It turns out that Wall Street wasn’t the only opponent of more stringent limits on bonuses for bailed-out executives — Treasury Secretary Tim Geithner and White House economic adviser Larry Summers were leading the charge to keep CEO pay caps out of the stimulus.

Oops. Though Geithner and Summers wanted President Obama’s loophole-riddled executive compensation limits to be the only game in town, they ultimately lost that battle with Congress. Now what can they do to make sure eminently qualified leaders at companies like AIG and Merrill Lynch don’t have to forgo their lucrative pay packages?

President Obama could always issue a signing statement during tomorrow’s scheduled approval of the stimulus bill that exempts the Treasury Department from having to follow the new compensation limits.

That would amount to a massive thumb in the eye for Obama’s base, though he never made a campaign promise to stop using signing statements. And it would certainly piss off House Financial Services Committee Chairman Barney Frank (D-MA), who told CBS yesterday that

[White House spokesman Robert] Gibbs may not like [the new CEO pay limit], but it is going to be enforced …This is not, frankly, the Bush administration, where they’re going to issue a signing statement and refuse to enforce it. They will enforce it.

In fact, the Obama administration doesn’t need to use a signing statement to delay the congressionally mandated compensation limits. The language inserted into the stimulus bill gives Geithner a full year to release regulations on the implementation of the new law. That’s a long time for an opponent of the new pay caps to figure out the best way to circumvent them.

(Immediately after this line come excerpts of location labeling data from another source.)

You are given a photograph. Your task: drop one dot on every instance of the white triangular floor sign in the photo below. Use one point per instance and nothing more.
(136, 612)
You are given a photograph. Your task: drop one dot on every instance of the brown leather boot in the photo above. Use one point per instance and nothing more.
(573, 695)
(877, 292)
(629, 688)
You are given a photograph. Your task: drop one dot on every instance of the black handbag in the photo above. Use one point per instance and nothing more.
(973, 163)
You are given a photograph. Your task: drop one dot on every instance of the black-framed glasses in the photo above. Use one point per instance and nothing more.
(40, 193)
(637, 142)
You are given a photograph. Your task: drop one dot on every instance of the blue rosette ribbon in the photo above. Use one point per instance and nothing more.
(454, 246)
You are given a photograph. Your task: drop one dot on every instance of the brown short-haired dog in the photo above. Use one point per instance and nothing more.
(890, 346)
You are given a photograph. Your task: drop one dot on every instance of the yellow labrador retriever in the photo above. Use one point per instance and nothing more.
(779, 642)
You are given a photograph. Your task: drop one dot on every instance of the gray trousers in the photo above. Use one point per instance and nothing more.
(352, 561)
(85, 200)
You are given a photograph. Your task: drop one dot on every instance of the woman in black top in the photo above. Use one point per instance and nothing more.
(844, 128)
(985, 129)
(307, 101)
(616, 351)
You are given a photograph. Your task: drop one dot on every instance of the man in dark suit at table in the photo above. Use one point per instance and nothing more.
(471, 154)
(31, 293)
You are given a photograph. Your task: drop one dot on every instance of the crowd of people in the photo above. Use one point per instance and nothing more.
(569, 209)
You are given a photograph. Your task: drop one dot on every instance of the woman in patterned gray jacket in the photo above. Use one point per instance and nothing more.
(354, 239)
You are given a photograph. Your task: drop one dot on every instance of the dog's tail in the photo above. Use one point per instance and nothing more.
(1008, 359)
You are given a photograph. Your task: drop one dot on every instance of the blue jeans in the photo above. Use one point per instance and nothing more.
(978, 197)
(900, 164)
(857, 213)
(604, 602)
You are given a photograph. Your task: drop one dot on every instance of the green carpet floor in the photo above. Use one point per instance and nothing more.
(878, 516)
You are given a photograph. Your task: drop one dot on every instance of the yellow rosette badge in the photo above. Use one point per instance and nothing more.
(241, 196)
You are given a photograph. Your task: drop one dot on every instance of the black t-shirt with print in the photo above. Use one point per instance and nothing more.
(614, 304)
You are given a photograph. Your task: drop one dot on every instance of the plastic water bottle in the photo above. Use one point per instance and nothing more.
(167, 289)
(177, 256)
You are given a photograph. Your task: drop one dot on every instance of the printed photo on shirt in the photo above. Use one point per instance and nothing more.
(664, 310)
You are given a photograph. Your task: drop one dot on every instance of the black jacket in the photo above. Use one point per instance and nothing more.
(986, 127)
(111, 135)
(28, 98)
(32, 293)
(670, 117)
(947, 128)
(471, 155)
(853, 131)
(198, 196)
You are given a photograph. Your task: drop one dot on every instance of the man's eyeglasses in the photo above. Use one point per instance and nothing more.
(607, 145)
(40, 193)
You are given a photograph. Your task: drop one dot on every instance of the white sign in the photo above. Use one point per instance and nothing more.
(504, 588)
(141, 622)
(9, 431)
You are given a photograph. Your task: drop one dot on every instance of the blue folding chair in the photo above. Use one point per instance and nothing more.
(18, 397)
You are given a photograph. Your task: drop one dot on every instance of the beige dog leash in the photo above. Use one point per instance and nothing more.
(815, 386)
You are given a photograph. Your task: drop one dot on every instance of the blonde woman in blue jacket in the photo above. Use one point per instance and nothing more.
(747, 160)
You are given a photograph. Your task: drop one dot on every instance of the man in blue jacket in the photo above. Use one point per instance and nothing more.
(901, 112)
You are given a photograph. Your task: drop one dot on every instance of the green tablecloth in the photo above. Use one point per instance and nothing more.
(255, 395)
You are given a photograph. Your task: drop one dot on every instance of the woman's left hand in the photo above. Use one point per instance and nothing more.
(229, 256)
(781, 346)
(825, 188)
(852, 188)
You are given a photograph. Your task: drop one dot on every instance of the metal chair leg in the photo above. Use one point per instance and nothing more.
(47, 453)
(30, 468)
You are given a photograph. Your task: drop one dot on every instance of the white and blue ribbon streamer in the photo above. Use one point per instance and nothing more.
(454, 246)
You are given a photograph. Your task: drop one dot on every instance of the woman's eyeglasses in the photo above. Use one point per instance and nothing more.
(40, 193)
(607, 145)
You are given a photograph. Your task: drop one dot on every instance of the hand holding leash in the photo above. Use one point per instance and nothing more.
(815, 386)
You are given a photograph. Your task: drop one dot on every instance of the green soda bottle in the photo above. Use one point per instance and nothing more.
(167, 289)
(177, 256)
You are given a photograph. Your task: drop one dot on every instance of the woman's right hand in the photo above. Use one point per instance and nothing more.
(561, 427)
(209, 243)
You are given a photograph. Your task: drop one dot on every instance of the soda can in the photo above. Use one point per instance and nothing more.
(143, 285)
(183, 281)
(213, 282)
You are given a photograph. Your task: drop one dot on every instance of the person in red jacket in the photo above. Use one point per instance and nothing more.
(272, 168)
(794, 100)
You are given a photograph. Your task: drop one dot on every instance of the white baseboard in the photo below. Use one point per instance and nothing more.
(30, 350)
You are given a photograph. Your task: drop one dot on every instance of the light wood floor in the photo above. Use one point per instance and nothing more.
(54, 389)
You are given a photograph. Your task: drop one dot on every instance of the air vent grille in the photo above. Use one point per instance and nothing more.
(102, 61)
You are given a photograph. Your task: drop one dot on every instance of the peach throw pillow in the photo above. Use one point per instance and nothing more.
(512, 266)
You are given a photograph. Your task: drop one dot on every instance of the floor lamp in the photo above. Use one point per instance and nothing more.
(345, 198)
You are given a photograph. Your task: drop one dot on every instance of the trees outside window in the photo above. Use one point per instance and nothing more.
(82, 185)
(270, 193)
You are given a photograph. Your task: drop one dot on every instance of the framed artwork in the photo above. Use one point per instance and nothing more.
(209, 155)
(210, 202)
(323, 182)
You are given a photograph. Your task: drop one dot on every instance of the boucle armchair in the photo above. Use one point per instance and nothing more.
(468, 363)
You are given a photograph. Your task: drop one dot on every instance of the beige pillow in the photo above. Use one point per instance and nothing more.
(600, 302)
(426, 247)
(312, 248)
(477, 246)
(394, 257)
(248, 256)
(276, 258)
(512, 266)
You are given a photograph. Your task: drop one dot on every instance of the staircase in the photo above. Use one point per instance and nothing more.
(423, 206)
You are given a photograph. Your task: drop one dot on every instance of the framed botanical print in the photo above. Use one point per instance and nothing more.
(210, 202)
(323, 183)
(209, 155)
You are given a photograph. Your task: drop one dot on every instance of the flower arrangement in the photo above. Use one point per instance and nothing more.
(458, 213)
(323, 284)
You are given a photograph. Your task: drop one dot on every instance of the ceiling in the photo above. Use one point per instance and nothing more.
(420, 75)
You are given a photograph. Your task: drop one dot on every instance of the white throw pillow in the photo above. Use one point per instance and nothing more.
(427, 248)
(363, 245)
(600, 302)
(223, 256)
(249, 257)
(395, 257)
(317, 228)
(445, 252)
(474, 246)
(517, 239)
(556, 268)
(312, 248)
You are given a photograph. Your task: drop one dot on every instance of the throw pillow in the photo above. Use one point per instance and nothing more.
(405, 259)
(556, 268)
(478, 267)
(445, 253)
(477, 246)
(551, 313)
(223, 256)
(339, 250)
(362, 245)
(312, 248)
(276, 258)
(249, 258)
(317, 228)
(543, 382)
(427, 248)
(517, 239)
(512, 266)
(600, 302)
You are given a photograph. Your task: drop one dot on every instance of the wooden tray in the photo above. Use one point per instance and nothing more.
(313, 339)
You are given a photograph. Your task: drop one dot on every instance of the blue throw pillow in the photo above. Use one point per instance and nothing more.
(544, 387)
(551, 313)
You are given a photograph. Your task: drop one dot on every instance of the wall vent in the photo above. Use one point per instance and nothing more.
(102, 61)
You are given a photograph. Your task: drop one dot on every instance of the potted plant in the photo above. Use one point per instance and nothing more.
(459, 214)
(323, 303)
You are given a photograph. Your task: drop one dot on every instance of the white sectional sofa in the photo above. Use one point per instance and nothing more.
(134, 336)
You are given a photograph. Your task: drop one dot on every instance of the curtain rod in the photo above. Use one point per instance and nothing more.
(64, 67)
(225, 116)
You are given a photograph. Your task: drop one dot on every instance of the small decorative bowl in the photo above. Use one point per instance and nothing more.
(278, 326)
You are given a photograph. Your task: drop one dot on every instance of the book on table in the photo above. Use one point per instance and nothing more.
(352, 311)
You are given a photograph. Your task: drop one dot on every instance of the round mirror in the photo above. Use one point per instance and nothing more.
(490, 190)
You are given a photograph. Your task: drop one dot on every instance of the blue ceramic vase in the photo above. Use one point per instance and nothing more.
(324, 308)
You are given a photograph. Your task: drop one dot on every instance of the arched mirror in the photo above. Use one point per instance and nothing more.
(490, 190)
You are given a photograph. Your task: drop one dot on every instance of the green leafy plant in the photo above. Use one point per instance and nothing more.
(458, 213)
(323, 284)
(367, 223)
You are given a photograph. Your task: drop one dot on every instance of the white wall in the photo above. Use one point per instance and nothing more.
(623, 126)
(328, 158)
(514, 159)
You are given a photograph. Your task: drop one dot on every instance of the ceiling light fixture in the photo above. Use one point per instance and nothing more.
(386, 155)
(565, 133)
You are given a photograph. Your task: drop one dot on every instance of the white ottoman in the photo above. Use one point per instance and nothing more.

Late Update: Another option on the table for the administration is seeking legislation later this year that would relax part of the new compensation limits, as corporate governance expert Nell Minow suggested today in an interview with Bloomberg.

The AP also hinted at that possibility in its initial report on the Obama team’s opposition to extra pay caps:

Officials also said that it would be up to Geithner to implement the bill and cautioned that the administration might be able to work out a deal with leaders on the Hill to modify some of the rules later.